Ada kutipan yang menarik. Sitiosemandari memberikan
gambaran kecurigaan yang wajar. Tanggal; 13 September 1904 bayinya lahir,
laki-laki, kemudian diberi nama Raden Mas Soesalit. Tanggal 17 September, dr.
Van Ravesteyn datang lagi untuk memeriksa dan dia tidak mengkhawatirkan keadaan
Kartini. Bahkan bersama-sama mereka minum anggur untuk keselamatan ibu dan
bayi.
Tidak lama setelah Ravesteyn meninggalkan Kabupaten,
Kartini tiba-tiba mengeluh sakit dalam perutnya. Ravesteyn, yang sedang
berkunjung ke rumah lain, cepat-cepat datang kembali. Perubahan kesehatan
Kartini terjadi begitu mendadak, dengan rasa sakit yang sangat di bagian perut.
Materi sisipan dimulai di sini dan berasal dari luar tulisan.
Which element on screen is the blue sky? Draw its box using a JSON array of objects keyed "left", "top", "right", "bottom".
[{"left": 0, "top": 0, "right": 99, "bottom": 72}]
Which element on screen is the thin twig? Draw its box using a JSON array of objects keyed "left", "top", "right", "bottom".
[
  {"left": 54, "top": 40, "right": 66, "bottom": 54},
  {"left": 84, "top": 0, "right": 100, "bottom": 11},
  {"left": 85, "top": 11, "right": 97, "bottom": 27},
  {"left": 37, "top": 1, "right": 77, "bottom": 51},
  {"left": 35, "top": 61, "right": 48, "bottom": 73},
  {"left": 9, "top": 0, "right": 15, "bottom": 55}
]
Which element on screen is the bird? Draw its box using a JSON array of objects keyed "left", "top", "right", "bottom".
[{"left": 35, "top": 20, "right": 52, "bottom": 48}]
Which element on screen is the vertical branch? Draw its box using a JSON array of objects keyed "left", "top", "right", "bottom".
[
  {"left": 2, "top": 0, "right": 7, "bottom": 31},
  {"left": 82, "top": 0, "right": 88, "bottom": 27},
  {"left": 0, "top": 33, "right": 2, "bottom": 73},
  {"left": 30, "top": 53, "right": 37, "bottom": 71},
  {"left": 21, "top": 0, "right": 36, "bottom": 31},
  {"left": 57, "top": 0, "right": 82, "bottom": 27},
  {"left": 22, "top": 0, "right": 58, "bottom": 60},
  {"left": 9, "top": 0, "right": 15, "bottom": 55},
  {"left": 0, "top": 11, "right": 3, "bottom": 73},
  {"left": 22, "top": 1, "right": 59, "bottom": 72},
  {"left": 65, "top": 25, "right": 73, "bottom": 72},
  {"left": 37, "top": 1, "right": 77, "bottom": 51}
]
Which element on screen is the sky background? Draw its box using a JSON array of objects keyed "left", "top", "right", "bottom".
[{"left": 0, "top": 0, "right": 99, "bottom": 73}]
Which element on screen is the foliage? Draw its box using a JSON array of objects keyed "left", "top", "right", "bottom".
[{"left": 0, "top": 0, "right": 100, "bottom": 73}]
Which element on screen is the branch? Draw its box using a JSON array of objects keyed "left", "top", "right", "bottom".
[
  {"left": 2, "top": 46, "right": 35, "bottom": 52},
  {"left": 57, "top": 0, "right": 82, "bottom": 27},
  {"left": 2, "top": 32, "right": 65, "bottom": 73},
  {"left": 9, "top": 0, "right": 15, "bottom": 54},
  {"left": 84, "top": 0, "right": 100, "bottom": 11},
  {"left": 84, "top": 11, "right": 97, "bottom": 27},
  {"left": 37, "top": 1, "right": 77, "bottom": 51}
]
Setengah jam kemudian, dokter tidak bisa menolong nyawa
pemikir wanita Indonesia yang pertama ini. Pembunuhan ? Racun ? Guna-guna ?
Tentang hal ini, Soetijoso Tjondronegoro (Sutiyoso Condronegoro) berpendapat:
“Bahwa ibu kartini sesudah melahirkan putranya, wafatnya banyak didesas-desuskan,
itu mungkin karena intrik Kabupaten. Tetapi desas-desus itu tidak dapat
dibuktikan. Dan kami dari pihak keluarga juga tidak mencari-cari ke arah itu,
melainkan menerima keadaan sebagaimana faktanya dan sesudah dikehendaki oleh
Yang Mahakuasa.” (Imron Rosyadi, 2010)
Ada pernyataan dari teman belanda, Jika hewan saya
sakitpun, saya tidak percaya terhadap kompetensi dr. Van Ravesteyn.
Ada intrik yang mendalam, yakni permainan dalam sekam
agar tidak terlihat upaya pembunuhan terhadap kartini. Orang berpura-pura
berbelasungkawa, sesungguhnya dialah yang membawa pedang tikaman. Orang
berteriak maling, sesungguhnya dialah malingnya. Akan tetapi keluarga kerajaan
mengambil jalan bijak, dan menurut bahasa elit yang terkenal zaman itu, “Laat
de doden met rust” (biarkan yang meninggal jangan diganggu – [Efatino Febriana,
2010]). Dan semuanya dianggap bagian dari perjuangan Kartini yang tertunda.
Tentang “intrik-intrik” sudah ada di zaman dulu hingga
zaman sekarang. Manusia yang dianggap penting dan berkedudukan tinggi jika
memperoleh target pembunuhan atau pemandulan peran karena pertimbangan
tertentu, pasti dilakukan dengan hati-hati, karena dampak dari pembunuhan dan
pemandulan itu akan diketahui publik dan berdampak pada eksistensi sosial yang
tinggi juga, yang taruhannya akan terkena pada pembuat intrik tadi. Jadi selalu
ada alasan lain sebagai “kambing hitam politik” sebagai korban untuk
mengamankan zona yang lebih luas dan panjang. Termasuk RA. Kartini versus
Belanda, ada zona yang lebih luas dan panjang jika Kartini dibiarkan hidup di
era zaman belanda.
Jadi R.A. Kartini bukan pahlawan yang sengaja di-usung
bangsa Belanda melalui politik etis, dan mengalahkan Cut Nyak Dien, Sartika,
dll yang tidak di”hari raya”kan sementara Kartini kenapa dijadikan momen 21
April sebagai Hari Kartini, dan tidak ada hari besar Cut Nyak Dien atau
lainnya. Hari Besar itupun dihapus dengan alasan Kartini adalah pahlawan bawaan
Belanda. Padahal Kartini adalah korban politik etis bangsa belanda secara
terselubung, hanya kita yang buta, kenapa tidak mengetahui ada mutiara yang
berserakan di tanah air sendiri dengan bicara yang tegas. Kita masih ada budaya
menyalahkan kelompok lain bidang sosial, politik, atau keagamaan, yakni melalui
pemikiran perbandingan intlektual pembenaran diri sendiri, dan menganggap
lainnya salah yang tidak koheren dengan kita. Dan Kartini salah satu korban
pahlawan di zaman dulu dan korban malpraktek pemikiran di zaman kekinian.